Have a look at the file pv_glm.rnk:

head pv_glm.rnk

edgeR.R script

So far we have been typing (or copying pasting) single commands in a certain sequence, which is good and instructive for the first time. However, for later occasions, we would prefer to run that straight through, in other words turn the procedure into a script which can then be run as a single command, but this time, non-interactively. So the entire analysis can be run from the command line using the script edgeR.R:

R --vanilla < edgeR.R

We can also run it from inside R with


The latter method is especially useful when we're interested in a partially interactive session, i.e. reaching a certain point and then carrying on interactively. In this case, you edit out the parts of the script that you want to run interactively.

Extra tasks (optional)

If you have time left, you can:

  1. repeat the analysis increasing the minimum number of reads a gene must have in order to be included in the analysis.
  2. repeat the analysis excluding patient A13 (the outlier in the MDS plot).

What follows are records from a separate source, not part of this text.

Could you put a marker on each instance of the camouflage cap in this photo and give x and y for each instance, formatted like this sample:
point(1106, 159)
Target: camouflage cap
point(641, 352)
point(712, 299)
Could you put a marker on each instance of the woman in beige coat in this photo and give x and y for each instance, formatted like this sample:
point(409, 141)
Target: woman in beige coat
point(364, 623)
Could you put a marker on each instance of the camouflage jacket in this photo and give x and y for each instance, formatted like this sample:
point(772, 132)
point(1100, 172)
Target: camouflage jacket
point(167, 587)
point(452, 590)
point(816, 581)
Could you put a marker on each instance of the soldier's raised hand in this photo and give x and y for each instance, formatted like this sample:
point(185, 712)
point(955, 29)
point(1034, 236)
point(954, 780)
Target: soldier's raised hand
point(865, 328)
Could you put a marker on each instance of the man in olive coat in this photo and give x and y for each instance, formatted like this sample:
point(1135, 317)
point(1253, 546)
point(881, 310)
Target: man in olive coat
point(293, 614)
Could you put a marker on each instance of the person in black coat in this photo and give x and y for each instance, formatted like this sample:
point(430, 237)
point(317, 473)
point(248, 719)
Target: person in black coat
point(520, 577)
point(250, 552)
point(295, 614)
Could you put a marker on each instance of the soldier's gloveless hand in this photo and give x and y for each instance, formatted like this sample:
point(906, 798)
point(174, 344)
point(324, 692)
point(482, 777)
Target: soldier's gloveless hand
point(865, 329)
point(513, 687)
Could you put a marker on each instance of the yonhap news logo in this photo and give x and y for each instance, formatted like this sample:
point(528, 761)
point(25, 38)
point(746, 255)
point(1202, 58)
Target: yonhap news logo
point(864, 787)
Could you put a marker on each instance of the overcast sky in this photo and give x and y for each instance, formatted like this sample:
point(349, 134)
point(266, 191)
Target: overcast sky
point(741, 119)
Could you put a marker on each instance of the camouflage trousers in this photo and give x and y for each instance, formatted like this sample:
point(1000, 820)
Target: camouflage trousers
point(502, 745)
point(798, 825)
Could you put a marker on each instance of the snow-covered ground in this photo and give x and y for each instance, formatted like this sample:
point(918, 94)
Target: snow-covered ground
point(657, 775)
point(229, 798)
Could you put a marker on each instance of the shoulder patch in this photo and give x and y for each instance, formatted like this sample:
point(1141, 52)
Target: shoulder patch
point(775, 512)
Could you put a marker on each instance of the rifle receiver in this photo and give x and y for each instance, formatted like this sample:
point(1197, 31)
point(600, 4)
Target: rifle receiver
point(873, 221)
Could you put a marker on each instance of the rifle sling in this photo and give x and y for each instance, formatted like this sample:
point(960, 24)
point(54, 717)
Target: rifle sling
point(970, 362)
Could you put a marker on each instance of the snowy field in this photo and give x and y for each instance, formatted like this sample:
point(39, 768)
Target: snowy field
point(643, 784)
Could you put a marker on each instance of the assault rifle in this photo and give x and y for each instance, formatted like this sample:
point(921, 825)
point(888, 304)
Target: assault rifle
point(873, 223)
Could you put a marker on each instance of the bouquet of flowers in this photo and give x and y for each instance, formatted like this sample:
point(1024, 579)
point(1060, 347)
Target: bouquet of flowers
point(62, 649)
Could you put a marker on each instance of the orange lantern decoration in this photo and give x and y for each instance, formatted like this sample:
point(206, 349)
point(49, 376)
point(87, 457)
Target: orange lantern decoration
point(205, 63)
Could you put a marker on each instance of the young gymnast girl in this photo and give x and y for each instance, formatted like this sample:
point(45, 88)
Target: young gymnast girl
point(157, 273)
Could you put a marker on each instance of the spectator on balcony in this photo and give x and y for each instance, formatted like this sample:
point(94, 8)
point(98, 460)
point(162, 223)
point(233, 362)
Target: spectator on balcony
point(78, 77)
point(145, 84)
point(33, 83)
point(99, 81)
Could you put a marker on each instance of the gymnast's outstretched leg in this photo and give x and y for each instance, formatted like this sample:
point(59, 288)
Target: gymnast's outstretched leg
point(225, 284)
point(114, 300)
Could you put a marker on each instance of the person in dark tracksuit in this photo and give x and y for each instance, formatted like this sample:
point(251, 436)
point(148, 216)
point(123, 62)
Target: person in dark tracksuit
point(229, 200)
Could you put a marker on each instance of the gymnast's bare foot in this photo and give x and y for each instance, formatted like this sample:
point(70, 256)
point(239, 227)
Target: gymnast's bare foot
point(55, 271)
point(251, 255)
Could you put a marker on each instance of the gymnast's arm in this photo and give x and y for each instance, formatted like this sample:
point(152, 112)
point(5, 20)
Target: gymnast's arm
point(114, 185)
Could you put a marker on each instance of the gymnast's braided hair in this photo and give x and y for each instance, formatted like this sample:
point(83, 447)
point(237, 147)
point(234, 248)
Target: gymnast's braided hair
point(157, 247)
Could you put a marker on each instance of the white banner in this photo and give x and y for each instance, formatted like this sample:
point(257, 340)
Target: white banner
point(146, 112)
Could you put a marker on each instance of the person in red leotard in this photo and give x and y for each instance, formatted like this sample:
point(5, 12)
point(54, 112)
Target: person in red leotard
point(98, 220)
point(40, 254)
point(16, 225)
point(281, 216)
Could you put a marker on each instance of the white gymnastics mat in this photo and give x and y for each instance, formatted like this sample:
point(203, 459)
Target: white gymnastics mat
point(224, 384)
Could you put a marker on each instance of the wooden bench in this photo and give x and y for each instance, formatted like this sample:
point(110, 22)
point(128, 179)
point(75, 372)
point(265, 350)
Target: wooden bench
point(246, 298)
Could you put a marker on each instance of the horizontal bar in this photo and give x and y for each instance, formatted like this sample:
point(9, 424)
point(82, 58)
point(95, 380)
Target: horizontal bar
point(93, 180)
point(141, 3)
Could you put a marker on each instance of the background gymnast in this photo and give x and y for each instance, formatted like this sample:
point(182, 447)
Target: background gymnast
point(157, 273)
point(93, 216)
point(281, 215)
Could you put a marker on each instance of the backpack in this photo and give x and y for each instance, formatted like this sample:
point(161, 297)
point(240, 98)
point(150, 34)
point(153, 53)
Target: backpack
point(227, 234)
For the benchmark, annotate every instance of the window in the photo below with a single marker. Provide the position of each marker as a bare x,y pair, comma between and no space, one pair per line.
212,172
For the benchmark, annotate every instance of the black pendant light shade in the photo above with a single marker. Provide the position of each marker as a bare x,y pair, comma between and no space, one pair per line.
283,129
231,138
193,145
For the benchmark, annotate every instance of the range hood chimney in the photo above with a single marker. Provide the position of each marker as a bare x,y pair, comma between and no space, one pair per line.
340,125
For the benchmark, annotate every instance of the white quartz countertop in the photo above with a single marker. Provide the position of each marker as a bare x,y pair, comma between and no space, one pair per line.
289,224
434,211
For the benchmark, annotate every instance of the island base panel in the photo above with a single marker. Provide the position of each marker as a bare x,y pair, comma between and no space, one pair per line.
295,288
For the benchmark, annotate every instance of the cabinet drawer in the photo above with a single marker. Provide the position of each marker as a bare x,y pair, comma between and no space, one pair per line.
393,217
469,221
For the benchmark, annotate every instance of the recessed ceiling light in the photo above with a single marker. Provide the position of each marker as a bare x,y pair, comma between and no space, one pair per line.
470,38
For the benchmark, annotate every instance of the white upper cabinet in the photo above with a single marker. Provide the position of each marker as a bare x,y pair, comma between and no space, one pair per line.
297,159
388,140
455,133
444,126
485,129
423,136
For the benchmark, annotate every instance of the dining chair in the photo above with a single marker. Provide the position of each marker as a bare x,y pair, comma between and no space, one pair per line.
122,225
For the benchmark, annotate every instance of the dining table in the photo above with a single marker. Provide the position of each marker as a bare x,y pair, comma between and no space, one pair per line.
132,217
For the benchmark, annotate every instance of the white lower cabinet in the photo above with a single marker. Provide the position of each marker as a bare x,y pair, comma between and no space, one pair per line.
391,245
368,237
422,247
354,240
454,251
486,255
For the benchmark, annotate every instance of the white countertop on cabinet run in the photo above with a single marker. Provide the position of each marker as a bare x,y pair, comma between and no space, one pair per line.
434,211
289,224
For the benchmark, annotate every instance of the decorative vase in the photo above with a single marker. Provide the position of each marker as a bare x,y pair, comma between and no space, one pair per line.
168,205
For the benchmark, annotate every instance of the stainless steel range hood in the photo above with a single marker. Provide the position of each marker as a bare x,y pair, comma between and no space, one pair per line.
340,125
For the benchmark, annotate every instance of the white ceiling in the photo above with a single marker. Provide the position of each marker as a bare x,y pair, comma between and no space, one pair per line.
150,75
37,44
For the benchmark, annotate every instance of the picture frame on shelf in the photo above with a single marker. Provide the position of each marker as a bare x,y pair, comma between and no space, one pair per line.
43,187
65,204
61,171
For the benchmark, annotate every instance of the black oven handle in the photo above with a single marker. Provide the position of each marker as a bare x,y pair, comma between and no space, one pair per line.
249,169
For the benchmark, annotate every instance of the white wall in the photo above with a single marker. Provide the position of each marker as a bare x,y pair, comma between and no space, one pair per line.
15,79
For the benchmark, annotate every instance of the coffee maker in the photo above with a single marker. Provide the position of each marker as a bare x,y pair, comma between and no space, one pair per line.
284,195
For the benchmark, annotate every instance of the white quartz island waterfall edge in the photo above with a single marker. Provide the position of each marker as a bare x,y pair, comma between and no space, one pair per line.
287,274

The quickest way to do this is to change the appropriate command in the edgeR.R script and run it.

Edit the with vim i.e. vim edgeR.R.

You can now edit the script:

  • For (1), change the 20 in > dgList <- dgList[rowSums(dgList$counts) >= 20,] into for example 100 or 1000.
  • For (2), change dgList2 in > dgList2 <- dgList[, which(dgList$samples$patient != "A13")] into dgList.

When you're done, save via :sav! edgeR2.R so that your edited script has a new name.


  • What is the effect of increasing the minimum number of reads on the number of differentially expressed genes?
  • Do you see any effect on the speed of the analysis?
  • What is the effect of excluding patient A13 on the number of differentially expressed genes?